When Churchill again addressed the House of Commons at 18.00 it was to announce an astounding success. To secure a lodgement on the coast of France, the Allies had taken 10,000 casualties, 3,000 of whom were dead – mostly airborne troops or those who had landed at Omaha Beach.
Losses were far lighter than anticipated, a tribute to years of planning and preparation, a bold command decision, and a lot of good luck.
I want to make sure to include the Free French Forces’ contribution. There weren’t a lot of them involved in the landing and assault on Sword Beach, but they fought with distinction.
On June 6, 1944, the Free French land forces deployed on Sword Beach are composed of two troops and a section. There are 177 commandos (1er Bataillon de Fusiliers Marins) led by Commandant Philippe Kieffer.
In the early hours of June 6, 1944, four sticks of 8 paratroopers from Free France belonging to the 3rd battalion under Bourgoin were dropped over Brittany.

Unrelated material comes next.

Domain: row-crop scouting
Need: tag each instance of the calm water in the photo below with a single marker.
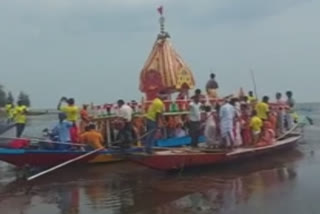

The Free French air forces that participated in Operation Neptune from June 5 to 6, 1944, are the following: 3 fighter squadrons and 2 light and heavy bomber squadrons (which had previously fought in North Africa).
On many Allied war ships participating in Operation Overlord, one could find some crewmen French Libres. There are four Free French ships (which had been almost all built by the British):
In front of the German coastal artillery battery of Longues-sur-Mer (between Omaha Beach and Gold Beach) are deployed the Free France cruisers “Montcalm” and “Georges Leygues”.
In front of Omaha Beach is the Free France destroyer “Roselys”.
In front of Juno Beach is the Free France destroyer “La Combattante”.